Обожженные изменой. Только позови! - страница 18



А у меня в душе закипает ярость. Вот почему так? Или он ко всем добренький? Как Эрик?

«Прекрати!» – останавливаю бессильную злость. Сейчас не время для эмоций. Надо поговорить с Зориным как с профессионалом. Что он посоветует? Может, мне действительно надо квартиру сменить? А на что? Куда я перееду?

Тут от работы недалеко и Степкина школа рядом. А где-нибудь на Братиславской и дети в классе из неблагополучных семей, и до работы два часа добираться. А это по-любому минус от времени, уделенного сыну.

Остаться здесь. Но, может, камеры на площадке повесить? Или тревожную кнопку приобрести? Точно, тревожную кнопку! Нажал и вызвал полицию.

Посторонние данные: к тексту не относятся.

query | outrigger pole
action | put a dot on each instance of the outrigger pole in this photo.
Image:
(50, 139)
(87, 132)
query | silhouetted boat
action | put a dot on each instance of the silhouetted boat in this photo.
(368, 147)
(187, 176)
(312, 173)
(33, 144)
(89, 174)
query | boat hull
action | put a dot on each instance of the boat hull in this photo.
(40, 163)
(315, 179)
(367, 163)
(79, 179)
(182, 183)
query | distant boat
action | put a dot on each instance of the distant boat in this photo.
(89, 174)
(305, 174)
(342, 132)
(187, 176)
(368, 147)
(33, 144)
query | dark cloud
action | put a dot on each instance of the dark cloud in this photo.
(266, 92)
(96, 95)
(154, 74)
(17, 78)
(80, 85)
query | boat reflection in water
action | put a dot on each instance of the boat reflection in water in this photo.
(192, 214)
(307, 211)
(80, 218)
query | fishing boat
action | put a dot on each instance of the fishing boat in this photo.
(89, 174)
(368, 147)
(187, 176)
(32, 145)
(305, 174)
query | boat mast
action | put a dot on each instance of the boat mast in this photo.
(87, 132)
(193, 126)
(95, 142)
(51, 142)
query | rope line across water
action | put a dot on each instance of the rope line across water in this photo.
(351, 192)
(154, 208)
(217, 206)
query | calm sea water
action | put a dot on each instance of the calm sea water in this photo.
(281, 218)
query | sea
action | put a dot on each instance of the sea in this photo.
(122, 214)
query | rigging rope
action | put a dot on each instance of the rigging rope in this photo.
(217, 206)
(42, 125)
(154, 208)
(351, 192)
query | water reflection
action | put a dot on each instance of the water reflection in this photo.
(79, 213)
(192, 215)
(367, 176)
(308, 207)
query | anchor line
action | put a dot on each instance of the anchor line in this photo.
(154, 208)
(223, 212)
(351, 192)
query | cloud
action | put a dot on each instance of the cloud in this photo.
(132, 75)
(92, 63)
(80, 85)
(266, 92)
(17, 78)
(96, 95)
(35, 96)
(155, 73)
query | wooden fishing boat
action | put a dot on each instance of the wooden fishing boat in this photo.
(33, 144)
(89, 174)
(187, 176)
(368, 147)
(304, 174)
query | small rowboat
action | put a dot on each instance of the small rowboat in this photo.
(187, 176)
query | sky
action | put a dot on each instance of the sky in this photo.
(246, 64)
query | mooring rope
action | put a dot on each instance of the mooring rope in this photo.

Варю сыну кашу и сама выглядываю вниз. Зорин все еще любезничает с фифой. А потом, счастливо улыбаясь, идет к подъехавшей машине. По-хозяйски достает ребенка с заднего сиденья крутейшей тачки. Что-то оторопело спрашивает у хозяйки авто. А та, припарковав машину около клумбы, что-то выговаривает ему по дороге к дому.

Прикусив губу, отхожу от окна. Не иначе как к нашему майору жена с ребенком приехала. Или любовница.

«Что же вы, Борис Николаевич!» – тщательно размешиваю мелкие комочки манки. – У вас есть женщина и ребенок, а вы к соседкам в декольте заглядываете. А еще офицер! Недалеко ушли от Эрика Ларсанова», – вытираю навернувшиеся слезы и, посмотрев на часы, зову сына.

– Степа! Давай быстрее! У тебя через полчаса английский по зуму. Светлана Павловна не любит, когда мы опаздываем!

– Я уже готов, – прибегает из спальни сын. В руках, как всегда, игрушки, глаза заспанные, а зубы нечищенные.

«Ребенок неумытый, а мать о соседе думает», – пеняю самой себе и, бросив «Ладно, потом!», накладываю Степке кашу, а себе делаю бутерброд.

И пока сын изучает, чем отличается определенный артикль от неопределенного, собираюсь на работу.

А потом всю дорогу до Степкиной школы иду оглядываясь. Чувство, когда за тобой следят, и преследователь смотрит в спину, ни с каким другим не спутаешь. И у меня в душе поднимается волна страха. Меня ведут. И все знают о моих перемещениях. Никуда не скроешься. И никто мне не поможет.

А Зорин… Такой же обычный кобель, каких миллионы. Привыкший врать и манипулировать, как Эрик.

– Веди себя хорошо, – присев на корточки, целую самого важного человека в своей жизни. Тонкие ручки-веточки обвивают мою шею.

– Мамочка, я тебя люблю, – шепчет мой сын, целуя меня в щеку.

– Ты это и вчера говорил, Степа, – по привычке выговариваю я. – И ушел домой один. Пожалуйста, дождись меня. Сам из школы ни ногой, – предупреждаю и чувствую, как поджилки трясутся от страха.

– А если за Сеней придет бабушка? – хлопает глазами Степан. – Мы с ним на площадке поиграем.

– Ни с кем, Степа, – поясняю строго. – Дождись меня, пожалуйста.

– А ты не задержишься?

– Обещаю! – целую сына и разворачиваю к школьным воротам. – Давай, четыре часа пройдут быстро.

Смотрю вслед маленькому человечку. Замечаю, как при виде стайки мальчишек у него опускаются плечи.

«Надо что-то предпринять», – прикусываю губу. И дождавшись, когда ребенок поднимается по ступенькам и войдет в школу, несусь дикой чайкой к метро.

Бегу вниз по эскалатору, влетаю в закрывающиеся двери вагона. И когда состав трогается, напряженно вглядываюсь в лица выходящих на платформу людей. Кто из них? Господи, кто? Качок в дутой куртке? Или ботан в очках? Или девушка-неформалка с пирсингом и в шляпе? Но никто не бежит вслед, не всплескивает руками, не встречается со мной взглядом. Люди идут по своим делам, мало обращая внимания на других.